What remains is readable prose. The content, not the markup.

6. Semantic Sections Over Flat Dumps

The structure of llms-full.txt is deliberate.

# Sandi Maulana Juhana

EN: Full-stack engineer...
ID: ...

## Profile
EN: ...
ID: ...
Roles: ...
Expertise: ...

# Projects
## Project: DesktopShell
...

# Notes
## Note: When Every File Knows Its Job
...

LLMs parse headings as context boundaries. A section labeled ## Project: DesktopShell tells the model that everything beneath it belongs to that project — even without explicit metadata fields.

Flat dumps of text are harder to parse accurately. Structure gives the model something to hold on to. It is the difference between handing someone a transcript and handing them a document.

7. Extracting the Best Available Summary

Not every note has a description field. Some are just collections of sections and paragraphs — written without a dedicated summary.

The noteSummary function handles this with a waterfall:

export function noteSummary(note: NoteItem): string {
  const candidates = [
    note.description,
    ...(note.content ?? []),
    ...(note.overview ?? []),
    ...(note.sections?.flatMap((section) => [
      ...(section.paragraphs ?? []),
      ...(section.callouts ?? []),
      ...(section.bullets ?? []),
    ]) ?? []),
  ];

  return candidates
    .map((value) => (value ? toPlainText(value) : ""))
    .find(Boolean) ?? `${note.title} by ${site.name}.`;
}

Start with description. If that is empty, try content. If that is empty, flatten all sections and try their paragraphs, callouts, and bullets in order. If everything is empty, fall back to the title.

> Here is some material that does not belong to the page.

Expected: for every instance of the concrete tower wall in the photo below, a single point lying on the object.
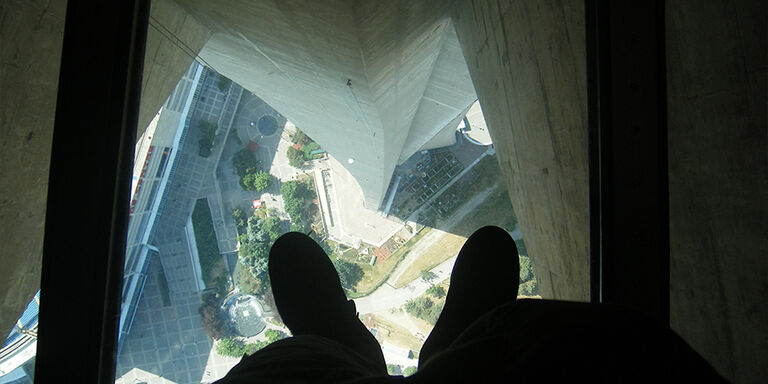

The result: every note gets the best available summary — not a placeholder, not an empty string. The structure of the content model determines what gets surfaced, and the waterfall makes sure something meaningful always comes through.

8. Bilingual Content Without Duplicate Files

This site has content in three languages: English, Indonesian, and Arabic.

The naive approach is one llms.txt per language — three files, three maintenance surfaces. The approach I took is different: a single file with language-labeled sections.

EN: Full-stack engineer working at the intersection of product and system design.
ID: Engineer full-stack yang bekerja di persimpangan antara produk dan desain sistem.

Every field that has a translation gets an explicit EN: or ID: prefix. The model reads both, and when a user asks a question in a specific language, it can surface the correct version without needing separate files.

This is not a format the llms.txt spec mandates. It is a decision made specifically for a multilingual site — one way to solve a problem the standard does not yet address.

9. What This Actually Changes

Most AI systems that mention a website do so from incomplete information.

They visited a few pages. They processed a cached version. They read the most visible content and made inferences about the rest.

llms.txt does not guarantee accuracy. But it gives the model a complete, curated, current representation of the site — and removes most of the guesswork.

For a portfolio, that gap matters. The difference between "a developer who works with React" and "a full-stack engineer with specific expertise in multilingual content, distributed systems, and SEO infrastructure" is in the details. Those details live in the file.

Closing Reflection

robots.txt tells crawlers where not to go.

llms.txt tells them what is actually here.

One is a boundary. The other is an introduction.

The web is being read by a different kind of reader now. Not just indexers that rank pages — but systems that synthesize information and answer questions on behalf of users.

The sites that explained themselves clearly will be understood more accurately. Not because of any algorithm trick. Just because they wrote the document.